Backgound: Alcohol use disorder (AUD) is devastating and poorly treated, and innovative targets are actively sought for prevention and treatment. The orphan G protein-coupled receptor GPR88 is enriched in mesocorticolimbic pathways, and Gpr88 knockout mice show hyperactivity and risk-taking behavior, but a potential role for this receptor in drug abuse has not been examined.
Methods: We tested Gpr88 knockout mice for alcohol-drinking and -seeking behaviors. To gain system-level understanding of their alcohol endophenotype, we also analyzed whole-brain functional connectivity in naïve mice using resting-state functional magnetic resonance imaging.
Results: Gpr88 knockout mice showed increased voluntary alcohol drinking at both moderate and excessive levels, with intact alcohol sedation and metabolism. Mutant mice also showed increased operant responding and motivation for alcohol, while food and chocolate operant self-administration were unchanged. Alcohol place conditioning and alcohol-induced dopamine release in the nucleus accumbens were decreased, suggesting reduced alcohol reward in mutant mice that may partly explain enhanced alcohol drinking. Seed-based voxelwise functional connectivity analysis revealed significant remodeling of mesocorticolimbic centers, whose hallmark was predominant weakening of prefrontal cortex, ventral tegmental area, and amygdala connectional patterns. Also, effective connectivity from the ventral tegmental area to the nucleus accumbens and amygdala was reduced.

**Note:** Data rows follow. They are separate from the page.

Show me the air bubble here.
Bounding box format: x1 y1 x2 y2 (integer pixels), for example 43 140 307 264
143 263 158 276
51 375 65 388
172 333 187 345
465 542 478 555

Conclusions: Gpr88 deletion disrupts executive, reward, and emotional networks in a configuration that reduces alcohol reward and promotes alcohol seeking and drinking. The functional connectivity signature is reminiscent of alterations observed in individuals at risk for AUD. The Gpr88 gene, therefore, may represent a vulnerability/resilience factor for AUD, and a potential drug target for AUD treatment.
Keywords: Amygdala; Ethanol voluntary drinking; Gpr88 knockout mice; Operant self-administration; Orphan G protein–coupled receptor; Prefrontal cortex; Resting-state functional magnetic resonance imaging; Ventral tegmental area.